Lesedauer: 2 Minuten

Redaktion: Dr. Linda Fischer

43 Patienten untersucht

In Kooperation mit Forschenden des Instituts für Rechtsmedizin, des Instituts für Medizinische Mikrobiologie, Virologie und Hygiene, der Klinik und Poliklinik für Neurologie des UKE und des Instituts für Neuropathologie des Universitätsklinikums Freiburg wurde eine post-mortem Fallstudie durchgeführt, bei der 43 mit SARS-CoV-2 infizierte Verstorbene auf neuropathologische Besonderheiten im Gehirn untersucht wurden. Das Patientenkollektiv (37% Frauen, 63% Männer), im Durchschnitt 76 Jahre alt, repräsentiert mit ihren alterstypischen Vorerkrankungen die klassischen Covid-19-Patienten in Deutschland.
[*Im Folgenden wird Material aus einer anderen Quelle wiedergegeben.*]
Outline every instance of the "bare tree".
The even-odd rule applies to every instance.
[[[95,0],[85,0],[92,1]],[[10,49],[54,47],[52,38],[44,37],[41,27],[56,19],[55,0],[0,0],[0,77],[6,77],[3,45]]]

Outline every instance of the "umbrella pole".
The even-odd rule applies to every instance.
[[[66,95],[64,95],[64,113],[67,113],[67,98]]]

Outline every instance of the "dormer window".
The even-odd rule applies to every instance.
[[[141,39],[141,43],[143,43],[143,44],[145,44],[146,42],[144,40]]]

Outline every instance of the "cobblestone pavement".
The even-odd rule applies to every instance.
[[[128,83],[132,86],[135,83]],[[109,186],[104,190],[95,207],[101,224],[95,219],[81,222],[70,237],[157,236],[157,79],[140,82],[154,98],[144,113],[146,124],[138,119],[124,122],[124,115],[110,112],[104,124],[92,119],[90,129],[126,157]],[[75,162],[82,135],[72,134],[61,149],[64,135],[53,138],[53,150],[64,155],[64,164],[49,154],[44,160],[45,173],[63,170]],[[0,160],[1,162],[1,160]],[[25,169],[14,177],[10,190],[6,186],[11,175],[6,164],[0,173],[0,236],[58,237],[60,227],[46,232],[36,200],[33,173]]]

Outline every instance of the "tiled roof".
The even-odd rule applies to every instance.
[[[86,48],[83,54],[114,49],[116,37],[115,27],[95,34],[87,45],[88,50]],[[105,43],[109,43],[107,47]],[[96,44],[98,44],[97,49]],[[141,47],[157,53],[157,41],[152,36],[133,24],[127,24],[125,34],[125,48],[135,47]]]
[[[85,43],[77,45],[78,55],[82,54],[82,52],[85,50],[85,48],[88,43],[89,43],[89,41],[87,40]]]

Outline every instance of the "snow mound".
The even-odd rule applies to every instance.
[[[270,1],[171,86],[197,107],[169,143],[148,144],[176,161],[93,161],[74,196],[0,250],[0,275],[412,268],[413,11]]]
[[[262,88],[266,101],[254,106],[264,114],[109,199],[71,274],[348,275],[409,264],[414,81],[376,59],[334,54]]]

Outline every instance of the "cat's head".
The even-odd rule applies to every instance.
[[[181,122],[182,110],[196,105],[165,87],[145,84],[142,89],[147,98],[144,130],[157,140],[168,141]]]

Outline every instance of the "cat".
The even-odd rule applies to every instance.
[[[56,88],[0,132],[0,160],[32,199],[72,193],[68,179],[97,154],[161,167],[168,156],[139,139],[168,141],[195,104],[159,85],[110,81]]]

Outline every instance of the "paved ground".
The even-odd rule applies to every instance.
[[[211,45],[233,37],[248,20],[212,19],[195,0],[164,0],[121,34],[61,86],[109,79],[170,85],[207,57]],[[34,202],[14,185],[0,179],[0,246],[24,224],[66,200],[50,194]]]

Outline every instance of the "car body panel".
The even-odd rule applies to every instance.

Virusproteine in Nervenzellen und Hirnstamm

Bei fast der Hälfte der untersuchten Patienten (21 von 43) konnte der SARS-CoV-2-Erreger in Teilen des Gehirns nachgewiesen werden. So wurden geringe Mengen an Virusproteinen sowohl in Nervenzellen, die dem Hirnstamm entspringen, als auch in Zellen des Hirnstamms selbst identifiziert. Dabei konnte die Virusmenge jedoch nicht in Zusammenhang mit der Schwere der neuropathologischen Veränderungen im Gehirn gesetzt werden. Allerdings konnte eine Immunantwort in allen untersuchten Gehirnregionen nachgewiesen werden, was auf die Beteiligung von Entzündungszellen an der Entstehung neuropathologischer Symptome hindeutet.

  • Neurologische Symptome bei einer Covid-19-Infektion sind nicht ungewöhnlich. Dazu gehören sowohl Geruchs- und Geschmacksverlust als auch unspezifische Symptome wie Schwindel und Kopfschmerz, aber auch ischämischer Schlaganfall, hämorrhagische Enzephalopathie und posteriores reversibles Encephalopathie-Syndrom mit epileptischen Anfällen.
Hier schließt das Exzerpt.